Any sober assessment of the water debacle, any assessment of our response to the sharpening imperative to change how we regard this essential but finite gift, any assessment of whose needs prevailed during the establishment of the feather-bedded monopoly, or any assessment of the economics of water provision in 2014 must cause any rational person to wonder if we are capable of honest self-appraisal.

Irish Water debacle: Veto vote is the price for water tax

What should have been a benchmark project, a proud standard-bearer for a new and up-to-speed, post-Celtic Tiger Ireland has instead become a Darby O’Gill farce. One that even if it is not populated by O’Gill’s Little People is tragically characterised by small, short-term thinking on all sides.

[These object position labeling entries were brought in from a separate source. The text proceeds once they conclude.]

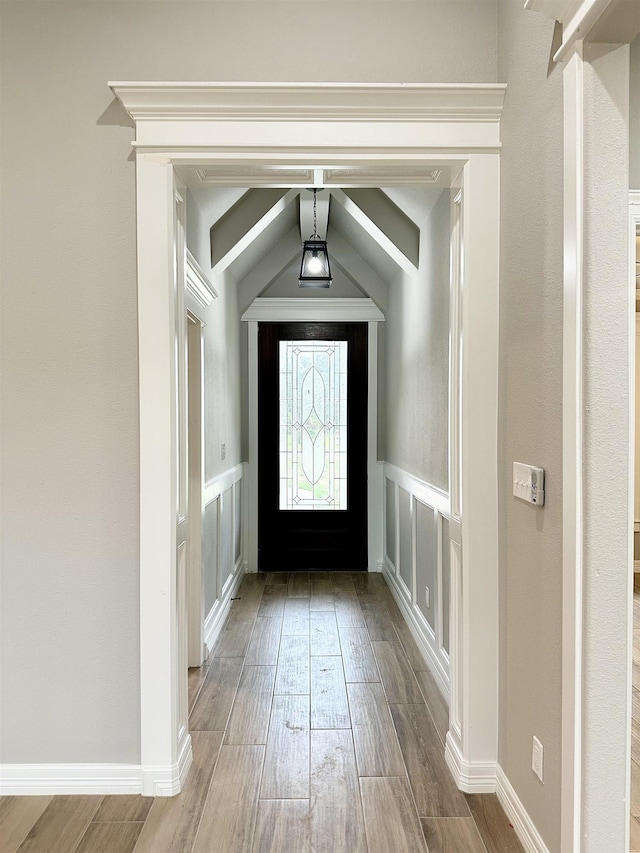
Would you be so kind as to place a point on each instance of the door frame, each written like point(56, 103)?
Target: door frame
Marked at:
point(367, 135)
point(326, 310)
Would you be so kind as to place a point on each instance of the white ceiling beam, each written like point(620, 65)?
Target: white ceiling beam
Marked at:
point(372, 229)
point(254, 232)
point(580, 20)
point(269, 269)
point(357, 270)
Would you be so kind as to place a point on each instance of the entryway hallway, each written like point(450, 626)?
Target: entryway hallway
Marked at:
point(316, 726)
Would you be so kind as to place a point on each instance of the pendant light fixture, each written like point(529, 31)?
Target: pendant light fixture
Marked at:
point(314, 268)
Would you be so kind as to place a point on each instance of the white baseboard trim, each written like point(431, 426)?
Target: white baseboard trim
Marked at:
point(423, 641)
point(64, 779)
point(517, 814)
point(471, 777)
point(168, 781)
point(215, 619)
point(45, 779)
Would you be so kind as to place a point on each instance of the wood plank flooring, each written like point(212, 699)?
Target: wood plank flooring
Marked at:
point(316, 728)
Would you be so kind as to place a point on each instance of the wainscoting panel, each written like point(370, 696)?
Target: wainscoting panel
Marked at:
point(390, 524)
point(210, 554)
point(425, 561)
point(417, 556)
point(405, 539)
point(222, 548)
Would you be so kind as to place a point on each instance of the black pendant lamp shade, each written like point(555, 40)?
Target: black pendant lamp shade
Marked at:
point(315, 270)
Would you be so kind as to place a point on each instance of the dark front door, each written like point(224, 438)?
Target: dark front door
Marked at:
point(312, 449)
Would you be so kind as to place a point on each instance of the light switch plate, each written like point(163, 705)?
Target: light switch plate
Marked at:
point(528, 483)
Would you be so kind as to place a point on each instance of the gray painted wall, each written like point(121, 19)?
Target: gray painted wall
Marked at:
point(530, 410)
point(416, 338)
point(69, 335)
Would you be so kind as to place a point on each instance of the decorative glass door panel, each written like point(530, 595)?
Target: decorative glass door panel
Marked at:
point(313, 425)
point(312, 446)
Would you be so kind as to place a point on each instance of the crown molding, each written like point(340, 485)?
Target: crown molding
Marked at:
point(198, 284)
point(325, 310)
point(325, 101)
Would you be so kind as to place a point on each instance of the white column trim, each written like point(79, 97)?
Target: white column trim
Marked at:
point(572, 428)
point(396, 128)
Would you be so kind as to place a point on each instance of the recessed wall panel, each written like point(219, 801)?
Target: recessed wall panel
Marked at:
point(226, 533)
point(390, 520)
point(237, 522)
point(446, 583)
point(210, 554)
point(425, 561)
point(404, 503)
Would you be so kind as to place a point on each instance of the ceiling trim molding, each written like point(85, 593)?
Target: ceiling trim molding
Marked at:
point(198, 284)
point(325, 101)
point(297, 310)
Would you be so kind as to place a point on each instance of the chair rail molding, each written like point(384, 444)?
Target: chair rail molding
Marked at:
point(256, 131)
point(198, 283)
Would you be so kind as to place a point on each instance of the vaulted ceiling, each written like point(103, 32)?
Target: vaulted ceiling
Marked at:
point(256, 236)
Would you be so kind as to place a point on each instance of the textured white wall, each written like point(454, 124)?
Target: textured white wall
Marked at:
point(69, 360)
point(606, 390)
point(222, 377)
point(530, 410)
point(634, 114)
point(416, 340)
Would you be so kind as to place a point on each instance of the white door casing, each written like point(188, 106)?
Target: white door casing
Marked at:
point(267, 134)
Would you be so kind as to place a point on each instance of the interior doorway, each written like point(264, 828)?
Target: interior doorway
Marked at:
point(309, 134)
point(312, 452)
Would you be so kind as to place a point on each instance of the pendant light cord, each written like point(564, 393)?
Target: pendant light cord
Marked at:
point(315, 218)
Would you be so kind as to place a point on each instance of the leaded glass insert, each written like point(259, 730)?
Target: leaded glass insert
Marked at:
point(313, 425)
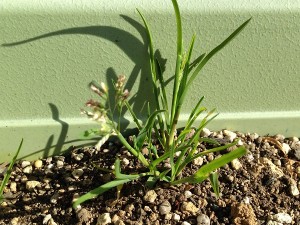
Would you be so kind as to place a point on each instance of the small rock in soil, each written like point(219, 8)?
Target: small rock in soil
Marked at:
point(150, 196)
point(189, 207)
point(243, 214)
point(165, 208)
point(281, 218)
point(203, 219)
point(104, 219)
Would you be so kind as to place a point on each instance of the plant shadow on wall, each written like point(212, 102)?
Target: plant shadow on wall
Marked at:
point(126, 43)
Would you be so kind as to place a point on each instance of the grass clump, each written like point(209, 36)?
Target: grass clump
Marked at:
point(181, 149)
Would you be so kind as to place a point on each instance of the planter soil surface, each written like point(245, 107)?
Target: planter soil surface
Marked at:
point(262, 187)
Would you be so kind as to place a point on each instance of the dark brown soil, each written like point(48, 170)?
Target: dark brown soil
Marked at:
point(255, 193)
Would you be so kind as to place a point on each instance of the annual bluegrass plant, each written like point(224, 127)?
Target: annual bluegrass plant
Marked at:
point(180, 149)
point(8, 172)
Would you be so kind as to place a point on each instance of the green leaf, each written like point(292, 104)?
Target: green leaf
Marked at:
point(217, 49)
point(148, 127)
point(205, 170)
point(99, 190)
point(213, 178)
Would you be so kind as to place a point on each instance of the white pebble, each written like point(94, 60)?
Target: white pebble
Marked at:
point(297, 153)
point(47, 218)
point(176, 217)
point(282, 218)
point(298, 170)
point(27, 170)
point(77, 157)
point(104, 219)
point(13, 187)
point(25, 163)
point(125, 161)
point(240, 143)
point(198, 161)
point(165, 208)
point(203, 219)
point(293, 187)
point(38, 163)
point(271, 222)
point(168, 216)
point(185, 223)
point(177, 154)
point(229, 135)
point(77, 173)
point(59, 164)
point(285, 148)
point(189, 207)
point(150, 196)
point(188, 194)
point(51, 222)
point(236, 164)
point(205, 132)
point(30, 185)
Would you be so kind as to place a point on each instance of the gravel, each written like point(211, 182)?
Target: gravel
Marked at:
point(260, 188)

It is hard to know which side of the debate provokes the greater despair. The Government parties railroaded through a project with the tender touch of its chief architect — Phil Hogan, who, in a very Irish way, now enjoys what can only be described as a pat-on-the-back trophy job in Brussels as if he had delivered an efficient entity we can all admire. That commissioner Hogan’s model is being completely remade asks a lot of pretty obvious questions that will never be answered, especially by those who, like Darby O’Gill’s Little People, nodded approvingly as Mr Hogan insisted that his way was the best — and only — way to equitably fund secure water provision.